The Joint Admissions and Matriculation Board (JAMB) has retained 150 as the minimum cut-off mark for admission into Nigerian universities for the 2026 academic session.
The decision was announced following the Board’s policy meeting with relevant stakeholders, including university vice-chancellors, representatives of regulatory bodies, and other education sector players.
JAMB’s position reaffirms the benchmark that has guided university admissions in recent cycles, signaling continuity in the Board’s approach to managing the gateway into tertiary education across the country.
The retention of the 150 cut-off mark means that candidates who scored at or above that threshold in the Unified Tertiary Matriculation Examination (UTME) remain eligible to seek admission into degree-granting institutions, subject to meeting each university’s own internal cut-off requirements.
Individual universities are, however, at liberty to set higher departmental cut-off marks depending on the competitiveness of their programmes and the volume of available admission slots.

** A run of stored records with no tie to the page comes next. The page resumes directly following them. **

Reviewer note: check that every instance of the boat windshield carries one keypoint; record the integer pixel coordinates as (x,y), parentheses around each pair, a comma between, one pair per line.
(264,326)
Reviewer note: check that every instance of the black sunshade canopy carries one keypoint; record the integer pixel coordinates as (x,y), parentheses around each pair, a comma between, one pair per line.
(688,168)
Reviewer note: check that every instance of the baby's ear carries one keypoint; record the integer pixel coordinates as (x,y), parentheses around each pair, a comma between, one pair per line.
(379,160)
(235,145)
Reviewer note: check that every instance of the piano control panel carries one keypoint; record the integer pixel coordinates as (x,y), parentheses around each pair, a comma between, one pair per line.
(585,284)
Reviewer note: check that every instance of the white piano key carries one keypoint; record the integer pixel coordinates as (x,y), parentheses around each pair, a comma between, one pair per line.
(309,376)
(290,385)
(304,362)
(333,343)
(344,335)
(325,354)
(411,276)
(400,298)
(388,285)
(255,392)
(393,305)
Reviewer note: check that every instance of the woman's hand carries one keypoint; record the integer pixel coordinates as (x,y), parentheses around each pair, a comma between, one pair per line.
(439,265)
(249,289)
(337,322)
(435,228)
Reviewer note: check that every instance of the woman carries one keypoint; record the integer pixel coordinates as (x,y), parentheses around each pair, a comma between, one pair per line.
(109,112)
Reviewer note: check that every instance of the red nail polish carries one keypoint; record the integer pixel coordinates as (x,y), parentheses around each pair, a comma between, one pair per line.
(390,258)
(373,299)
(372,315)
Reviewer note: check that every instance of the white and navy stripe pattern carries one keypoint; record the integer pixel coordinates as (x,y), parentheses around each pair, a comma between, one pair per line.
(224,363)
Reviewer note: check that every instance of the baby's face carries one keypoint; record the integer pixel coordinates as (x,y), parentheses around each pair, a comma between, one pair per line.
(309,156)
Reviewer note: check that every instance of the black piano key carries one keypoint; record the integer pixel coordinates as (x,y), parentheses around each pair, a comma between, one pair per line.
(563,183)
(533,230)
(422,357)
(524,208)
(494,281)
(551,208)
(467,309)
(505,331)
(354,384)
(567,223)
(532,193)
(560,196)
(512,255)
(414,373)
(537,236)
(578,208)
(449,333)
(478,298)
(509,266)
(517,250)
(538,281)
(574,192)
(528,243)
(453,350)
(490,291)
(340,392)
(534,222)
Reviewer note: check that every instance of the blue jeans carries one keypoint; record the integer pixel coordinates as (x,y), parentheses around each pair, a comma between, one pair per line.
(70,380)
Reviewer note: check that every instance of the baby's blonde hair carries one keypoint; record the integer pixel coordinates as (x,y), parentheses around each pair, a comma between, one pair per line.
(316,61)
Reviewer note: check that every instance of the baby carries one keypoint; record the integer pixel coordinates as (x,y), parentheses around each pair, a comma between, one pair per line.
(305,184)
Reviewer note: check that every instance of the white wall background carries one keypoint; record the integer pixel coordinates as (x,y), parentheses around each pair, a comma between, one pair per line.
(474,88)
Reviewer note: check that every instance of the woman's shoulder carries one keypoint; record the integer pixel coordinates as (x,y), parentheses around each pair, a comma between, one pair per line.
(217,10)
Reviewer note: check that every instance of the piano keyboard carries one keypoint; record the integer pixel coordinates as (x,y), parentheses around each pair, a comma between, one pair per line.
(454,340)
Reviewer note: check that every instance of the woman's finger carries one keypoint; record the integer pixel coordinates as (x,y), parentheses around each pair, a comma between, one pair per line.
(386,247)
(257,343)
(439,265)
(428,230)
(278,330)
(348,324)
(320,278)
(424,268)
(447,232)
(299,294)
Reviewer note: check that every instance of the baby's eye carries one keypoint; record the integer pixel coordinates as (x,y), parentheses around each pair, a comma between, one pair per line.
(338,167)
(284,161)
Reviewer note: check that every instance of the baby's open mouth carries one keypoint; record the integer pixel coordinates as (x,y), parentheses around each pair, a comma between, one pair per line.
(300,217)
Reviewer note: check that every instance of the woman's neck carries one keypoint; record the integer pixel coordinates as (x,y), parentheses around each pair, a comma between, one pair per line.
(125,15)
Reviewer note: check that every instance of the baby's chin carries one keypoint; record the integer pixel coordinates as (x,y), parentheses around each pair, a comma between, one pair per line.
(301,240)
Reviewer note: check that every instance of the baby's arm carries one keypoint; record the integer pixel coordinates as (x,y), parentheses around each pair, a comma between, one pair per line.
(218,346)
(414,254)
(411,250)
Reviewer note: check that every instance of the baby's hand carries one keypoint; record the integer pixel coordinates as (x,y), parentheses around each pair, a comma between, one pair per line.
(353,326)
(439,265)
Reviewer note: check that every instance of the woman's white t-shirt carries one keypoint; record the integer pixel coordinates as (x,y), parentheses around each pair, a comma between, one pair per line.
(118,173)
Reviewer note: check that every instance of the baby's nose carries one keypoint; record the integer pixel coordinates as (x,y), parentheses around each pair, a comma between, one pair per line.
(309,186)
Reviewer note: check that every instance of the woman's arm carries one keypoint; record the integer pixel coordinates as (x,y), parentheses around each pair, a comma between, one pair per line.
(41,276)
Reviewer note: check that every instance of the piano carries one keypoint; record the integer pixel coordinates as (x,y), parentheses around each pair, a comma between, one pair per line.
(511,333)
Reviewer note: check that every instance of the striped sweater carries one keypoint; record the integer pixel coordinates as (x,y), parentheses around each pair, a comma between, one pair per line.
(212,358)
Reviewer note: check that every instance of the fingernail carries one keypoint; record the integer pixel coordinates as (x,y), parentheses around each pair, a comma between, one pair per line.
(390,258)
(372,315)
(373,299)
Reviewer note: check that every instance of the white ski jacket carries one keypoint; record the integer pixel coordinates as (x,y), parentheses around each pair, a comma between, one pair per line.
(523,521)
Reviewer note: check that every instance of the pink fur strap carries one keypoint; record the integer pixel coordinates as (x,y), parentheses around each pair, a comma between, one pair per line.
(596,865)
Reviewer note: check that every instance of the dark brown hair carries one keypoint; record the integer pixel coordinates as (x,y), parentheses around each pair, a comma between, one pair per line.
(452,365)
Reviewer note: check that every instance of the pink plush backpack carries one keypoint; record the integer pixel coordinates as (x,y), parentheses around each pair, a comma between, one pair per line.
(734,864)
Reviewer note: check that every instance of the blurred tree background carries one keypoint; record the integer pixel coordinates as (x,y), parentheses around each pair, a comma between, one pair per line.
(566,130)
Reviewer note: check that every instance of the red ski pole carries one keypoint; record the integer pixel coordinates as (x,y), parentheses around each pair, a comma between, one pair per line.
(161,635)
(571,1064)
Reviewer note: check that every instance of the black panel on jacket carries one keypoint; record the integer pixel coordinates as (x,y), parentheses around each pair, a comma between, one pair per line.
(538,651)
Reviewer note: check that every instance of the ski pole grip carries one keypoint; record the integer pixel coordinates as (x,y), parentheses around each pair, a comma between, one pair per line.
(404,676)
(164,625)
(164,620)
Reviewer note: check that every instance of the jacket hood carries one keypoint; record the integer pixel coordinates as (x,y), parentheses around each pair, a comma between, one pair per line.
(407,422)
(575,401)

This layered system means that while 150 qualifies a candidate for consideration, securing a place in a sought-after course at a top institution typically demands a significantly higher score.
The announcement comes at a time of heightened public scrutiny of Nigeria’s university admission process, particularly following widespread concerns over the performance of candidates in recent UTME sittings.
Education stakeholders have continued to debate whether the 150 benchmark adequately reflects the academic preparedness required for university-level study, with some advocacy groups calling for either a raise in the mark to improve standards or enhanced remedial support for candidates who fall just below the threshold.
JAMB, for its part, has maintained that the cut-off is a balanced and inclusive figure that gives a broad pool of qualified candidates a fair opportunity to access higher education in Nigeria.